Left Unity as an organisation is composed in large part of ‘flotsam and jetsam’ - people who have suffered previously in other left organisations and have no wish to be steamrollered again. Such comrades often entertain a distrust of ‘the sects’, who are always manipulating things to their advantage.
This is a not entirely unfounded attitude - for one, many left groups do behave in a manipulative fashion in the broader movement; but, more importantly, organisations (even small ones) are qualitatively more effective at achieving their aims than individuals. A faction will always have a greater impact than an atomised group of individuals of the same size - organisation is an evolutionary advantage.
The great irony of Left Unity is that it has magnified this advantage considerably. Dear reader, we had to work to abstain last weekend! Without a division of labour, an independent collective decision-making process and all the rest, how on earth could anyone keep on top of 140 pages of motions and amendments, plus points of order, last-minute composites, challenges to the agenda …? We are sure some comrades managed; but many others will have been left bewildered.
Comrade Macnair described this saturation of the agenda, the huge pile of motions at short notice, as a concealed form of plebiscitary politics, which prevents serious deliberation on the issues at hand, playing instead to already formed prejudices.
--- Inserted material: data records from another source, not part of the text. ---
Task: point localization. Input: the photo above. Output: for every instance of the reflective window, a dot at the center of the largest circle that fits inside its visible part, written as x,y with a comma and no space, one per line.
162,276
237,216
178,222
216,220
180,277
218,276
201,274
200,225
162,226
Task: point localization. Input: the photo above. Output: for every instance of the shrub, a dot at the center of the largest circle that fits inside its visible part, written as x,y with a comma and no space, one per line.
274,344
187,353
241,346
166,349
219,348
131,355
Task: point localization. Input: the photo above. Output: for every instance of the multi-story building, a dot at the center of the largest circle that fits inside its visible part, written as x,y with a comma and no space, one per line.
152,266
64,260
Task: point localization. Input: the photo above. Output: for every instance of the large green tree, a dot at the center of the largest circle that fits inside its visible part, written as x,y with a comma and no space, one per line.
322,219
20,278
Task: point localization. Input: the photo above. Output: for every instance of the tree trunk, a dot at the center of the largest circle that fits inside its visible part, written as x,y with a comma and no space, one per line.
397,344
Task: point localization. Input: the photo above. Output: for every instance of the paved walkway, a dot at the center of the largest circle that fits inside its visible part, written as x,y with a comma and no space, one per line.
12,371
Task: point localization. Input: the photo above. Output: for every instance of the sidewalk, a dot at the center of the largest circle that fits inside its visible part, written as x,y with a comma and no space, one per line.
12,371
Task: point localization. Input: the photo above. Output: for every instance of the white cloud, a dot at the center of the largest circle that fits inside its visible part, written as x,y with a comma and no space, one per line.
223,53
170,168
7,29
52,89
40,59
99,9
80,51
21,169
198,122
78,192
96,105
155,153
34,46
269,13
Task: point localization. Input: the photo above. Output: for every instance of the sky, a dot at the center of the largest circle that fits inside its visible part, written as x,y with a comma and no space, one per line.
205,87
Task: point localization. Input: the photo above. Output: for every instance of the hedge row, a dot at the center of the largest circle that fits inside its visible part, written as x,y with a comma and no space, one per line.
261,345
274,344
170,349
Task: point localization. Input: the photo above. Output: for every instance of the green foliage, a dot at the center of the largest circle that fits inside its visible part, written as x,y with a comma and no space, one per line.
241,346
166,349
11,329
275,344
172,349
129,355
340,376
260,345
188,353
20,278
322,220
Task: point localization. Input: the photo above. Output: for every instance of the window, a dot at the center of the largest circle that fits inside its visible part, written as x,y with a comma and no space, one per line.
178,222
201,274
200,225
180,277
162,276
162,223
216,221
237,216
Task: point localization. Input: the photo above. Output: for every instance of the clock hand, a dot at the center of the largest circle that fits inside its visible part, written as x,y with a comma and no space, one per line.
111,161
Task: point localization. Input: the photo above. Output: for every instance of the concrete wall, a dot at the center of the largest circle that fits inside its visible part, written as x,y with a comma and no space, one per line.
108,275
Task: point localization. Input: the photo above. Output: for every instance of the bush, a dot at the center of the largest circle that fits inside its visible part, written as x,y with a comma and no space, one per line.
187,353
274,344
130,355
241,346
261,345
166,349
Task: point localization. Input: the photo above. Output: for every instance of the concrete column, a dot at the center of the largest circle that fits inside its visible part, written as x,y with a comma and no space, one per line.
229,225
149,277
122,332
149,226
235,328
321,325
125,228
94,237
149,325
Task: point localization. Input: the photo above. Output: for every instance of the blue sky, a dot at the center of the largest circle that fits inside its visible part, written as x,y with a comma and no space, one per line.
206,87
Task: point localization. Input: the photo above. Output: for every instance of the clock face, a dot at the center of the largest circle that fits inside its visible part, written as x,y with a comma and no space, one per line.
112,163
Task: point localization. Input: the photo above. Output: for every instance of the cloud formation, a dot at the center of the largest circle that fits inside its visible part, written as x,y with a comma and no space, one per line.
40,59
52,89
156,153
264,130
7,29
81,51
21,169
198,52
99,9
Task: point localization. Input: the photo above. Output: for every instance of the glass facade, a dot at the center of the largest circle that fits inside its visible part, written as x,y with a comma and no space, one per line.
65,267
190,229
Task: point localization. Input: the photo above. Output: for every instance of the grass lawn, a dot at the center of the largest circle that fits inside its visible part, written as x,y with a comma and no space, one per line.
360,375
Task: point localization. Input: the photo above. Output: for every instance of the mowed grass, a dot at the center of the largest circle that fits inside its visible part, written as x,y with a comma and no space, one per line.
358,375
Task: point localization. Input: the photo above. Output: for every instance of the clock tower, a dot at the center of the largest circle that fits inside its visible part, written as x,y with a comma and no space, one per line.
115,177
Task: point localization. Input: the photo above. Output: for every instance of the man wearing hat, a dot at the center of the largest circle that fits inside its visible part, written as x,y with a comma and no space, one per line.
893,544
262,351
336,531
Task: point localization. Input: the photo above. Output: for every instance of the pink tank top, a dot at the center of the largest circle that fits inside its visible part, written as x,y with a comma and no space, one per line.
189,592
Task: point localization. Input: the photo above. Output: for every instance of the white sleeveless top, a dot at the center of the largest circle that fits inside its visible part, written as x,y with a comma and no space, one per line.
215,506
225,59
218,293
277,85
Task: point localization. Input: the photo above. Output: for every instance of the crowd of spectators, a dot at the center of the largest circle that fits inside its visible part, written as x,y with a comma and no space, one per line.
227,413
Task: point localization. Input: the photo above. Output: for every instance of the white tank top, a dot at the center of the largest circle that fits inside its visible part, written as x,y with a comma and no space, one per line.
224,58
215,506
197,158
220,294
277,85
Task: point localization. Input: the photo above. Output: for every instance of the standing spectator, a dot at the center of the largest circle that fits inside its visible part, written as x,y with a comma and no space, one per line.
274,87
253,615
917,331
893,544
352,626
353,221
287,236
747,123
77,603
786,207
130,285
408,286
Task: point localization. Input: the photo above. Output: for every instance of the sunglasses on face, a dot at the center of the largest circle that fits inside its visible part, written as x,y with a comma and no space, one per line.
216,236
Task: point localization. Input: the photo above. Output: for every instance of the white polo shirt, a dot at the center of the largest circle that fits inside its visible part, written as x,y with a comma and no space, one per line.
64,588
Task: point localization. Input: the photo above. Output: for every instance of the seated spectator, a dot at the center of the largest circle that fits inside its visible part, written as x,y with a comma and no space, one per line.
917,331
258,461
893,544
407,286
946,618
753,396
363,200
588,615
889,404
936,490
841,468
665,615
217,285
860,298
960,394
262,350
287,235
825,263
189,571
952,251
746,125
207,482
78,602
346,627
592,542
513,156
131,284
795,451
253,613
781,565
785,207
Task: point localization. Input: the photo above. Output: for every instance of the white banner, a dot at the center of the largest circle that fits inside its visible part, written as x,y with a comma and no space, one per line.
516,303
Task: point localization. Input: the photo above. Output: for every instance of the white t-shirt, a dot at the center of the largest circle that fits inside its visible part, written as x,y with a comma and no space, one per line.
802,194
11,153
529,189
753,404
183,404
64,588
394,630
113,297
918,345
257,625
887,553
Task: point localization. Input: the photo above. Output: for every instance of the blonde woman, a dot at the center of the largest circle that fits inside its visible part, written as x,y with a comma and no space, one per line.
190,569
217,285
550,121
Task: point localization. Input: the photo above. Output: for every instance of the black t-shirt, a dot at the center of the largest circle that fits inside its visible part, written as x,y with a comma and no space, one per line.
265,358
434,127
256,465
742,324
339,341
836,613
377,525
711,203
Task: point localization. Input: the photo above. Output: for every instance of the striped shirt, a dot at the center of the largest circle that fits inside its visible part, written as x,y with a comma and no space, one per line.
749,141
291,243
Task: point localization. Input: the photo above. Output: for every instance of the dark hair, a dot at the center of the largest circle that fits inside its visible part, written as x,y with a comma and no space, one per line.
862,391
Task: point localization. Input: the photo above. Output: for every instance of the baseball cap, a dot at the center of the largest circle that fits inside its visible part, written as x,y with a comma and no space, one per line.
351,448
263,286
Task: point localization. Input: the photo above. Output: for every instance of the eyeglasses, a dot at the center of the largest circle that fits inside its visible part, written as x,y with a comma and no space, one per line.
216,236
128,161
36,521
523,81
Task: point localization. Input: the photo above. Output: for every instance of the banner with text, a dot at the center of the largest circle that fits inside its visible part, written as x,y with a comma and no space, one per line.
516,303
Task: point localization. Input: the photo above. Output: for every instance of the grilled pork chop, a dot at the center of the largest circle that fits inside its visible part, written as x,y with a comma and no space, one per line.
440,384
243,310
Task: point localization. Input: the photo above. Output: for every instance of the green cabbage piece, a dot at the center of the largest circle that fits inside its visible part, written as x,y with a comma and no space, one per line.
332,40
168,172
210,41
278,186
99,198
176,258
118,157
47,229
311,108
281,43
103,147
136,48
It in fact prevents new disciplined groupings from being formed, rewarding only those that already exist.
The motives of the comrades involved in organising the conference are no doubt impeccable, and their hard work admirable, but the net result is to retard the political development of Left Unity. It also lightens the attachment members have to the decisions made: two months from now, will anyone (save the movers, and maybe Felicity Dowling) remember what was in that child abuse motion? If this academic conference never happens, will anyone complain next year? We doubt it.
A light attachment to decisions serves a certain kind of politics just fine - mainstream bourgeois politics, where presentation is everything and substance is delegated to Whitehall and wonks. Left Unity fancies itself to be “doing politics differently”; but if it really wants to be different, it must become a space where political ideas are taken seriously. Voting banal, unactionable items through on the basis of sentiment is not the way to do it.